Another Trump-era government shutdown continues, this one with no end in sight. The President, who initially seemed to waver in his demands for wall funding, was urged to shut down the government by the far-right Freedom Caucus. Their actions will affect citizens seeking public services. But it will most immediately and negatively hurt the federal employees we rely on to make government work, reflecting a pattern of mismanagement of public service talent under the Trump administration.
Freedom caucus leader Mark Meadows urged Trump to “stick to his guns” in this “fight.” He told his followers to “remember the Alamo.” His somewhat less inspiring message to the 800,000 federal employees in the trenches who will not be paid until government reopens: “It’s actually part of what you do when you sign up for any public service position.”
Meadows is wrong for a number of reasons. He will continue to receive a paycheck. More troublingly, a politician who uses the fraught language of war to justify an inability to perform the most basic governmental task–to pass a budget–is one that that prefers fighting to governing. And it is hard to imagine we are made safer by not funding the departments of Justice, State or the Homeland Security.
But what Trump and Meadows get most profoundly wrong is the motivation of federal employees. As a professor of public management, I have contributed to a broad body of research showing that people join the public service out of a desire to serve, to make a difference. Those employees with higher public service motivation tend to work harder, improve performance, be more satisfied and more likely to stay in government.
Public service motivation is the federal government’s secret weapon to maintain an extraordinary workforce even in turbulent times. But the Trump administration seems determined to weaken it. Research shows that public service motivation declines when people perceive that their workplace is no longer a place where they can make a difference. Motivation needs to be actively cultivated, not taken for granted. How do you think the 380,000 people being told that their work is “not essential” feel?
Regular citizens are starting to experience the costs of a shutdown, exemplified by overflowing trash bins at National Park facilities. The frustration for federal employees is even worse because they are doubly punished: they face financial hardship and also are denied a chance to do their jobs.
One furloughed employee, Daniel A Sobien of the National Weather Service, told the New York Times that federal employees are “tired of being political pawns.” Brian Turner, a TSA officer, said “I love working for the country,” but added, “I can’t go two months without a paycheck.”
The shutdown is part of a broader pattern for this federal workforce. It is no coincidence that job satisfaction is declining in places such as the State and Education departments, the Consumer Financial Protection Bureau, and the Environmental Protection Agency, places where leaders have seemed indifferent or even actively hostile to the organizational missions. Employees at the departments of Defense, Justice and Interior, as well as those at EPA, will greet the new year without a permanent leader in place.
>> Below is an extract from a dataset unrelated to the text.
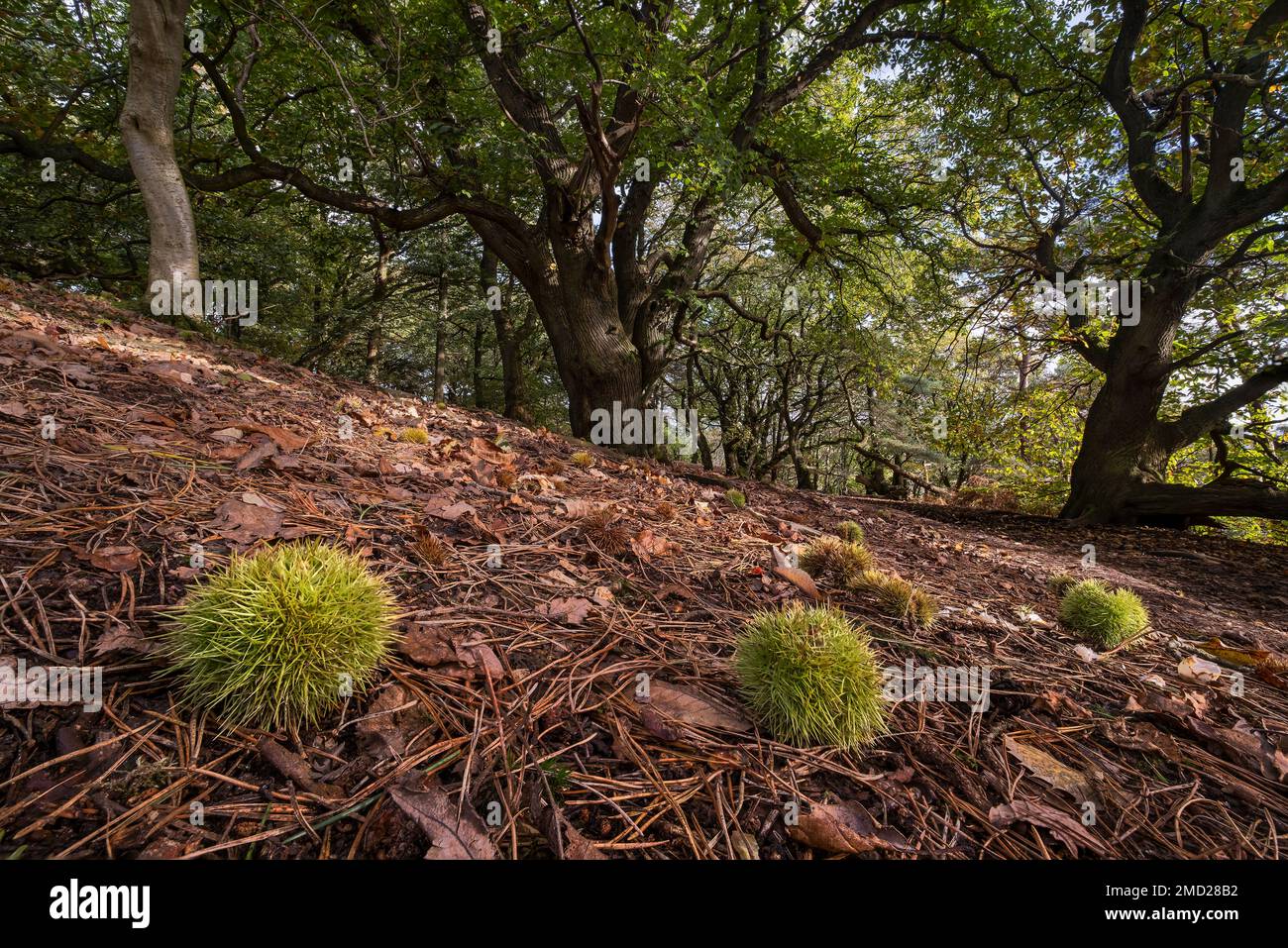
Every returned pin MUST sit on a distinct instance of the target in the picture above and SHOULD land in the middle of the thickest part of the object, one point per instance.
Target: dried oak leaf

Public servants have seen President Trump seek to make it easier to fire them, cancel a pay raise, and even blame his legal troubles on the deep state. Trump also applied a partisan us-versus-them spin to the shutdown by falsely tweeting “that most of the people not getting paid are Democrats.” The cumulative effect of this mix of cynicism and conspiracy-mongering is to not just weaken the motivation of current employees, but to also make it harder to recruit the next generation of public servants.
Contrary to what Congressman Meadows said, public servants did not sign up to be shut down. As Sharon Stiteler, a National Park Ranger in Mississippi wrote “None of us took our jobs to get rich. We are public servants, who love what we do. We are incredibly frustrated that we can’t do a fair day’s work for a fair day’s pay.”
Indifference to the actual business of governing is a luxury, one that is afforded to those living in a country where the government works pretty well, as it does in the United States. Most of us do not need to pay attention to the various tasks of government, or to the quality of the federal workforce. But we should expect our elected representatives to do better, to understand that good government needs good government employees. Such employees did not sign up to be sidelined and see their work disrupted. They signed up to serve.
Donald Moynihan is the McCourt Chair at the McCourt School of Public Policy, Georgetown University.